Now, I've got nothing against trust and bonding, and something like that is probably at the base of most healthy relationships. Hell, this is in a way the language of sex-positivism: the problem isn't sex, it's mechanical objectified sex, and people should do it in a trusting, loving relationship. But these values are being used here in an age-old patriarchal dialectic: the lady versus the whore, the Sweet Girlfriend versus the Evil Sex Lady. This is made literal in Samurai Girls, as Gisen's seduction and Jyubei's "trust and bonding" become magical forces battling for Muneakira's soul, represented through flying colourful energy and everything. And at the same time we're being asked to objectify both, to ogle Gisen's exposed tits and blunt attempts at seduction even as we hate her for it. This is the refitting of "enlightened" attitudes about sex back into the familiar misogynist schema, and it's happened in far more important cultural arenas than late-night sexploitation anime.
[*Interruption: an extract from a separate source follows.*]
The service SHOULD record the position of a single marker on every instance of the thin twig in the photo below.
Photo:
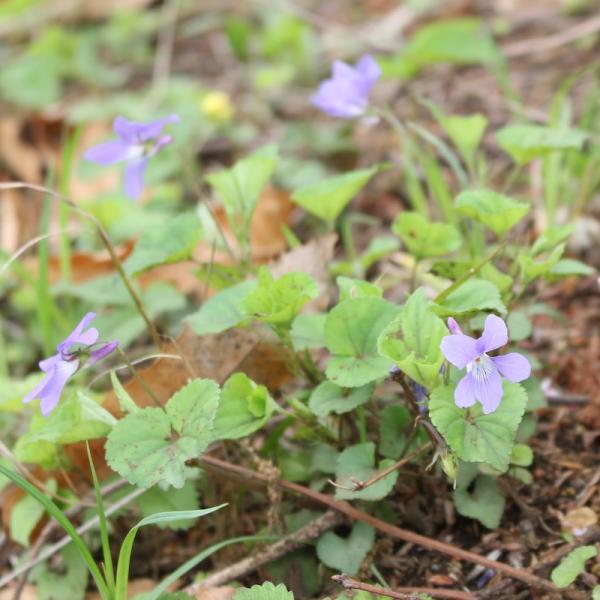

There's also the spectre of nationalism lurking. We find out towards the end of "The General's Return" that there are no more master samurai being born in Japan, that the nation's much-vaunted protectors are dying out. Samurai Girls is a nationalistic fantasy as much as it is a pornographic one. In it the era of shogun and samurai has never ended, and Japan is powerful not in spite of its traditional culture but because of it. In the closing minutes of this episode the series sets up a new conflict: the quest to preserve Japanese culture against modern society, through the traditional morality ("trust and bonding") of Jyubei and Muneakira. Come for the tits, stay for the crypto-conservatism.

On one level, Samurai Girls is a qualified success: it isn't high art, but it's a competently executed genre production, even if that genre is as sleazy as it gets. Pornography is always going to exist in some form or another, so it may as well have the attempt at artistry that we have here. But on another level Samurai Girls is a profound defeat: a defeat of feminism and of anti-nationalism, a co-optation that can be felt down in the lowest fringes of the culture. Bad shows are important, if for no other reason, because it is when we are aiming only for cheap pleasures that we most thoroughly reproduce our ideologies.

Next week: Wilfred tries to convince me to leave my house.

[1] Whenever a show resorts to having rows of vats containing clones of one of the characters, it's probably time to abandon ship.

[2]For more on this see the bitter old spinsters over at Onely.